To prove that $T$ is onto, we will need to show that for any $\vec{y} \in \mbox{im}(A)$, there exists $\vec{x} \in \mbox{im}(A^T)$ such that $T(\vec{x}) = \vec{y}$. Since $\vec{y} \in \mbox{im}(A) \subseteq \mathbb{R}^m$, there exists $\vec{u} \in \mathbb{R}^n$ such that $\vec{y} = A\vec{u}$. We can write $\vec{u} = A^{T}\vec{z} + \vec{w}$ for some $\vec{z} \in \mathbb{R}^m$ and some $\vec{w} \in \mbox{im}(A^{T})^{\perp}$ making use of the orthogonal direct sum decomposition: $\mathbb{R}^n = \mbox{im}(A^{T}) \oplus \mbox{im}(A^{T})^{\perp}$ (note that $A^{T}\vec{z} \in \mbox{im}(A^T)$). Therefore, $\vec{y} = A\vec{u} = AA^{T}\vec{z} + A\vec{w}$. Furthermore, since $\vec{w} \in \mbox{im}(A^{T})^{\perp}$, it follows that $\vec{w}$ is orthogonal to each of the columns of $A^T$ or the rows of $A$ implying $A\vec{w} = \vec{0}$. This yields $\vec{y} = AA^{T}\vec{z} = A\vec{x}$, where $\vec{x} = A^T\vec{z} \in \mbox{im}(A^T)$. This proves that $T$ is onto.

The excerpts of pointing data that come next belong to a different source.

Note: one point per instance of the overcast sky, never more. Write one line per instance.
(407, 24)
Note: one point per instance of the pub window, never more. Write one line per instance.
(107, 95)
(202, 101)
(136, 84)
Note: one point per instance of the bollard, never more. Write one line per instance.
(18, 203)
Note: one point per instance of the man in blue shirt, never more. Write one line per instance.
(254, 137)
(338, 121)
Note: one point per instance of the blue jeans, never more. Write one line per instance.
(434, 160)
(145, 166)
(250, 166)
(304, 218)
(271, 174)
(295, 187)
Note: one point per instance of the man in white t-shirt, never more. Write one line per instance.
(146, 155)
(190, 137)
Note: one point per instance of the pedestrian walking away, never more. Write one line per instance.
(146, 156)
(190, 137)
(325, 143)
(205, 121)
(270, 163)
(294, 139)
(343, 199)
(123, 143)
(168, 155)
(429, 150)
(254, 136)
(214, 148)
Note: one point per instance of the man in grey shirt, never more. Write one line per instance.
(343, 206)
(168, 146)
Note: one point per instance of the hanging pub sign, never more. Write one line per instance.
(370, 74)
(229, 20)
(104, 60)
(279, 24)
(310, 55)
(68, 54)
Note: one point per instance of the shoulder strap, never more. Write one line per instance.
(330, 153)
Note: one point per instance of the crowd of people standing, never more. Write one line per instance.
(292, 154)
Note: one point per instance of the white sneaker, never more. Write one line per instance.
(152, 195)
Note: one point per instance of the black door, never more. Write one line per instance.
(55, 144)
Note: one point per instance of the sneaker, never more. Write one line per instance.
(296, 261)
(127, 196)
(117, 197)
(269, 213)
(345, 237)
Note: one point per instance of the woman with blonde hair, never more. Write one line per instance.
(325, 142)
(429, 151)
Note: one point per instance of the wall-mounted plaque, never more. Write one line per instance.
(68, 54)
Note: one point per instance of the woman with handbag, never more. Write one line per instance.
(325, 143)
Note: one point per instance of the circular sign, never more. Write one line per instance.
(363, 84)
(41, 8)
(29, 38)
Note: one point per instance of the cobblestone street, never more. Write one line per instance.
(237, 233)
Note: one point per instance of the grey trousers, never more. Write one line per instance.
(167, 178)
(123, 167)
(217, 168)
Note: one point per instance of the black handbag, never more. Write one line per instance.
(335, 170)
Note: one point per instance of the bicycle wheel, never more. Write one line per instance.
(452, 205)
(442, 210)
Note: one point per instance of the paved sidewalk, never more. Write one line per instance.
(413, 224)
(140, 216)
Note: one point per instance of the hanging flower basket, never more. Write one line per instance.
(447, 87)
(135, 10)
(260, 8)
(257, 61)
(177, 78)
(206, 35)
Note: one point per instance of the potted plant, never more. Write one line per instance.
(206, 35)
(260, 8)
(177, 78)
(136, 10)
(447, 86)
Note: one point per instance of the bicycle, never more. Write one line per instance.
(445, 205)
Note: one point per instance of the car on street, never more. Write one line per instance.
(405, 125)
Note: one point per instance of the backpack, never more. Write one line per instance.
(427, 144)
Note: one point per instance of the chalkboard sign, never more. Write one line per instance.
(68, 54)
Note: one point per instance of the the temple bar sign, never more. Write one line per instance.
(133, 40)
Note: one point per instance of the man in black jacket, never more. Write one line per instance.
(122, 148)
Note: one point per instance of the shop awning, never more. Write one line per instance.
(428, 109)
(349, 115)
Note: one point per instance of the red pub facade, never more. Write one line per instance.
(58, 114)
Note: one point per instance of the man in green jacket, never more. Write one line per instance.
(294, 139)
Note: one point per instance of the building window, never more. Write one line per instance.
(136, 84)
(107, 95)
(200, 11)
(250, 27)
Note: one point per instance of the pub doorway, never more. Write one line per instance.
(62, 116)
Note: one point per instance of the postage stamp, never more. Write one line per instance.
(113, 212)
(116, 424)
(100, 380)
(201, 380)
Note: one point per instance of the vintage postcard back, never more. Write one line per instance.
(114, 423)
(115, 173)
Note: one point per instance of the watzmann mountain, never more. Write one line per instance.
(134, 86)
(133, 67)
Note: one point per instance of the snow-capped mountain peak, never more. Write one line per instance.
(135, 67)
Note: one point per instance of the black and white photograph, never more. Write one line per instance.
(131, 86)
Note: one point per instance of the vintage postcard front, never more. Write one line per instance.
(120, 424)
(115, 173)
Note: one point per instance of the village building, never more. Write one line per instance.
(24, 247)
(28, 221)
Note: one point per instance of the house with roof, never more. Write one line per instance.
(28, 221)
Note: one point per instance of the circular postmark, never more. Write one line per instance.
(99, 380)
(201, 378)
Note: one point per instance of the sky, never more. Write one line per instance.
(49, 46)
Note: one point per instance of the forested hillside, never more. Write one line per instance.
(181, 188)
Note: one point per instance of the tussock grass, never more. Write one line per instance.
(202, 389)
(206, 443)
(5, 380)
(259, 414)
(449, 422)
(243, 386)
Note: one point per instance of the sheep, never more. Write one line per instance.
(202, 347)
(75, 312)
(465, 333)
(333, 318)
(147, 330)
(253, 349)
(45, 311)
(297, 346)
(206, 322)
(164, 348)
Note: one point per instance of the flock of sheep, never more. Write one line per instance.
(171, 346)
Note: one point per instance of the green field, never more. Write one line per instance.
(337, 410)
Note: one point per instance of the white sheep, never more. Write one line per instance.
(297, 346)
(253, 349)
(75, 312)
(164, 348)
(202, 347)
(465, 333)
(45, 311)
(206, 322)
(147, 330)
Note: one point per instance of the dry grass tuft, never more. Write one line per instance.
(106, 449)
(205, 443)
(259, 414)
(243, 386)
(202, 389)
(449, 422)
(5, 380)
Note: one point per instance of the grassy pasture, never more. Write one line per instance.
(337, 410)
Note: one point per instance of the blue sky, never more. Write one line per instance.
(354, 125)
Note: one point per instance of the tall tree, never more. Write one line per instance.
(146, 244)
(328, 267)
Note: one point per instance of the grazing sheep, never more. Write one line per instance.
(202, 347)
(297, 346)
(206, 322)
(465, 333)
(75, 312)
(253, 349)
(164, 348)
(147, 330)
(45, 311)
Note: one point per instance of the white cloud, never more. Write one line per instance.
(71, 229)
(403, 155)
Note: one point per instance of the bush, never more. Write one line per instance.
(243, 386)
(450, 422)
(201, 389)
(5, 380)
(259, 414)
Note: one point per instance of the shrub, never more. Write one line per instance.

That $T$ is one-one has been neatly proved in the earlier post by @symplectomorphic, but I include a slightly different presentation here for completeness. Suppose we are given that $T(\vec{x}_1) = T(\vec{x}_2)$ for $\vec{x}_1$ and $\vec{x}_2$ in $\mbox{im}(A^T)$. Let $\vec{u} = \vec{x}_1 - \vec{x}_2$ so $A\vec{u} = \vec{0}$. This means that $\vec{u}$ is orthogonal to the rows of $A$ (or columns of $A^T$) and, hence, to vectors in the linear span of columns of $A^T$. Therefore, $\vec{u} \in \mbox{im}(A^T)^{\perp}$. On the other hand, $\vec{u}$ itself resides in $\mbox{im}(A^T)$ because $\vec{x}_1$ and $\vec{x}_2$ are vectors in $\mbox{im}(A^T)$. Hence, $\vec{u}$ is orthogonal to itself, which means that $\vec{u} = \vec{0}$ and $\vec{x}_1 = \vec{x}_2$. Therefore, $T$ is one-one.

This completes the proof that $T$ is an isomorphism. One can easily deduce $rank(A) = rank(A^T)$ as a corollary of the above because isomorphic subspaces have the same dimension. In fact, they will carry any basis of its domain to a basis of its range. See this post:

The Pointer (https://math.stackexchange.com/users/356308/the-pointer), Proof that $f$ is an isomorphism if and only if $f$ carries a basis to a basis., URL (version: 2017-11-15): Proof that $f$ is an isomorphism if and only if $f$ carries a basis to a basis.